Hükümet, gecikerek de olsa Kürt meselesine, kamuoyunu da katarak çözüm getirme yolunda bir çalışma başlattı. Şu ana kadar yapılanlar, Ankara’da “kurumlar arası uyum” halinde bir çözüm iradesinin varlığını gösteriyor. 1991 yılından beri, farklı hükümetler böyle bir irade gösterir gibi olmuş, ama hızla o iradeyi kaybetmişlerdi. Aynı durum daha önce AKP’nin de başına geldi, 2005 yılında […]
Hükümet, gecikerek de olsa Kürt meselesine, kamuoyunu da katarak çözüm getirme yolunda bir çalışma başlattı. Şu ana kadar yapılanlar, Ankara’da “kurumlar arası uyum” halinde bir çözüm iradesinin varlığını gösteriyor.
1991 yılından beri, farklı hükümetler böyle bir irade gösterir gibi olmuş, ama hızla o iradeyi kaybetmişlerdi.
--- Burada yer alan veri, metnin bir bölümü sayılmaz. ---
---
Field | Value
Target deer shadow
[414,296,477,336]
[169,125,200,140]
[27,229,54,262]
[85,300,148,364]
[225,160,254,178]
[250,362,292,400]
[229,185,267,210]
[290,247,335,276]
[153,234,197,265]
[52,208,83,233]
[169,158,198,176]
Aynı durum daha önce AKP’nin de başına geldi, 2005 yılında önemli bir çıkış yapan Başbakan Erdoğan önemli herhangi bir adım atmadan en gerideki bir konuma çekilmişti.
***
Hükümetin yaptığı ilk çalışma, Kürt meselesi ve terörün sona ermesiyle ilgili düşünceler üreten gazeteci ve yazarları doğrudan “dinlemek” oldu. İki muhalefet partisi de bu toplantıya tepki gösterdi ama MHP’nin tepkisi bütün tahminlerin ötesinde oldu. MHP lideri Bahçeli’ye göre bu sorunun üzerine düşünmek bile vatan haini olmak için yeterlidir.
Terörün ortaya çıkışının üzerinden 25 yıl geçti, yaklaşık 40 bin kişi canından oldu, milyonlarca kişi evinden oldu, toplumun çektiği bütün maddi manevi acıların üstüne 1 trilyon dolarlık bir maddi kayıptan da söz ediliyor.
***
Geçen 25 yılda Türk toplumu birkaç meseleyi öğrenmiştir. Bunlardan biri, terörün Cumhuriyetin başından beri üstü örtülmüş olan kürt meselesi ile bağlantısıdır. İkincisi de teröristleri tek tek öldürmekle sorun çözülemediğidir. Acı tecrübelerle bunları öğrendik.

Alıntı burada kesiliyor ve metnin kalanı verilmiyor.